Şu sıra Lyon’da, Semiha Berksoy’un biri kendisine Fidelio Operası’nda soprano başrolü verdiği Carl Ebert ile (1941-52), diğeri 1932 tarihli iki resmi; Amsterdam’da yaşayan Özgür Kar’ın Klarnetle Ölüm adını taşıyan yerleştirmesi 16. Lyon Bienali ‘Manifesto of Fragility/Kırılganlık Manifestosu’ kapsamında Aralık sonuna dek görülebiliyor.
Kırılganlık Manifestosu, “iki yüz sanatçı ve kreatif tarafından sözcük, görüntü, ses ve hareket yoluyla yazılan kolektif bir bildiri olarak tasarlanan” bir etkinlik.
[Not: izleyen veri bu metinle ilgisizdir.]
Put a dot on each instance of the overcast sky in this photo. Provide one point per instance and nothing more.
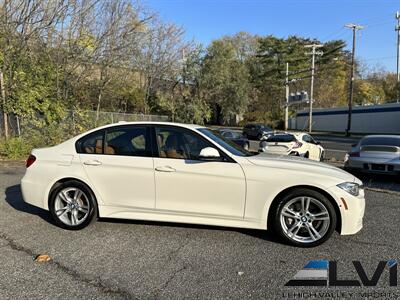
(205, 20)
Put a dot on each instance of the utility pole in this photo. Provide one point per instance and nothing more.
(398, 55)
(287, 97)
(313, 53)
(354, 27)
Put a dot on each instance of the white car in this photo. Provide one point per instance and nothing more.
(186, 173)
(293, 143)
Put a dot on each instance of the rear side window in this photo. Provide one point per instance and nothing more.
(129, 141)
(91, 144)
(121, 140)
(307, 138)
(281, 138)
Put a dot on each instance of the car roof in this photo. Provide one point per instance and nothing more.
(190, 126)
(392, 136)
(123, 123)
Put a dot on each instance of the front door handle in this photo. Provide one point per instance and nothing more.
(165, 169)
(93, 162)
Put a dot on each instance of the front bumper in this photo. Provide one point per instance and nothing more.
(351, 210)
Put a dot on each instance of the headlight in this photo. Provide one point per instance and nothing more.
(350, 187)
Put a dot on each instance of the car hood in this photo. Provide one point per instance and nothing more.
(300, 164)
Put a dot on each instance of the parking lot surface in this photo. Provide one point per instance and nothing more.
(114, 259)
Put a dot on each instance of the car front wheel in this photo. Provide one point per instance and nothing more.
(304, 218)
(73, 205)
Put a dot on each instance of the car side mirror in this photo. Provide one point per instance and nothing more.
(209, 154)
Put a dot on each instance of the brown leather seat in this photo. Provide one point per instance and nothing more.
(107, 150)
(172, 146)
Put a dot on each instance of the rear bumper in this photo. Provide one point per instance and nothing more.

Berksoy ‘tutkulu, coşkulu özgün kişiliği ve sanatı’ ile iz bırakan, büyük aşkı Nâzım Hikmet için "Türk kadınının sesinin pırlantası” bir sanatçı. Otuz yaşındaki Özgür Kar ise bienalde kendine özgü bakış/pratiğin göstergesi kavramsal işlerinden biriyle farklı bir yerde durduğunu izleyenlere ‘görsel/işitsel’ söylüyor.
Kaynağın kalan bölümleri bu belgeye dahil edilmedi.